(A totally different pair on a healthy pasture on a summer morning.)
For several winters Chas and I fed hay, usually twice a day, to my father’s cows in the barn behind our house. I enjoyed feeding them, and it goes without saying that the cows enjoyed being fed. Last year my dad sold that barn and pasture, and some of those cows, to a new owner, who added quite a few more cows to the pasture. He doesn’t need us to feed them in the winter. Well, he thinks he doesn’t need us to feed them; I think he does. He definitely needs someone to feed them more than he is feeding them.
More cows on a pasture means shorter grass. Shorter grass means less feed, and more mooing - a lot more mooing, especially in the middle of the night. More mooing means less sleep for Laurie, which means a sharp uptick in cranky behavior.
This is a lose-lose proposition.
The other night one particular cow lowed all night long, every 5-10 seconds. Correction: she took a break between 3:00am and 3:45am, possibly to go gargle as I’m sure her throat was very sore from excessive mooing. While I was annoyed, I chalked it up to just another hungry cow song, which we have all gotten quite used to this winter. I pride myself on the ability to identify and interpret moos (we all have our gifts), and this moo sounded more like the “Bring Out The Snacks!” moo and not the “Where Is My Calf?!” moo.
I was wrong. One look out the kitchen window the next morning and I saw my error: Mama Cow actually was separated from her calf. She ran frantically up and down the fence line outside of the barn, bellowing. I could also see the calf, who was eating hay at the partitioned manger that only the small calves can access. More accurately, the previous evening the calf had been eating hay . . . until she got stuck. Somehow this heifer, while dining, had threaded her head through two fences and a square hole just big enough for her skull. And there she stood, all night, unable to back out or lie down, poor baby. If she had slipped and fallen she might have strangled.

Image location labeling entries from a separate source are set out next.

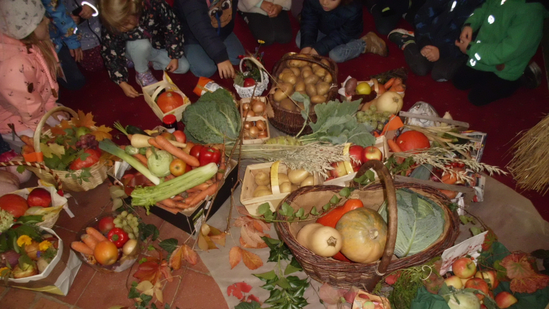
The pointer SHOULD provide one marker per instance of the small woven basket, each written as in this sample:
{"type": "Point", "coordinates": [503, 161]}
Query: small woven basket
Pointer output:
{"type": "Point", "coordinates": [291, 122]}
{"type": "Point", "coordinates": [257, 89]}
{"type": "Point", "coordinates": [346, 274]}
{"type": "Point", "coordinates": [98, 171]}
{"type": "Point", "coordinates": [56, 210]}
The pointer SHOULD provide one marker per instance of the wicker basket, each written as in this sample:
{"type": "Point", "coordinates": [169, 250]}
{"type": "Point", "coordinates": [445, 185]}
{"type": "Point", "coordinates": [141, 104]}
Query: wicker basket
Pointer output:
{"type": "Point", "coordinates": [345, 274]}
{"type": "Point", "coordinates": [98, 171]}
{"type": "Point", "coordinates": [58, 201]}
{"type": "Point", "coordinates": [255, 90]}
{"type": "Point", "coordinates": [291, 122]}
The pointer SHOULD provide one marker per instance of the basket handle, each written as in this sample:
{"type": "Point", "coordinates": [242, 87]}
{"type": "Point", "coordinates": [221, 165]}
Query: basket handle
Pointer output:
{"type": "Point", "coordinates": [38, 131]}
{"type": "Point", "coordinates": [59, 184]}
{"type": "Point", "coordinates": [392, 218]}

I tried to extricate her but the angle of her body was all wrong. She was afraid of me and pulled against her own head trying to get away from me, but she relaxed after I let her suck on my fingers for a minute (a trick I learned as a child growing up on the dairy). I petted her for a minute to calm her, then left her to get my husband. With Chas at the front end and me at the back end, we freed her. Chas was able to turn the calf’s head once I better aligned her body with her neck. Once free the maybe 300-pound calf ran to the water trough for a drink, then out of the barn to join Mama Cow.
That should have been the end of it, but no. Mama Cow is either stupid or blind because, incredibly, she ran the other way, past her bewildered calf and back to the barn to do some more mooing.
What the . . . ?
Sigh. Do I have to do EVERYTHING for you?
Mama Cow glared at me from the other side of the fence, looking determined and crabby. I clambered over the fence and shooed her away, out of the barn, out toward her waiting calf. It took four tries to herd her to the calf to reunite them. Mama Cow is not the sharpest pitchfork in the barn.
I need to work on my moo identification and Mama Cow needs a nanny.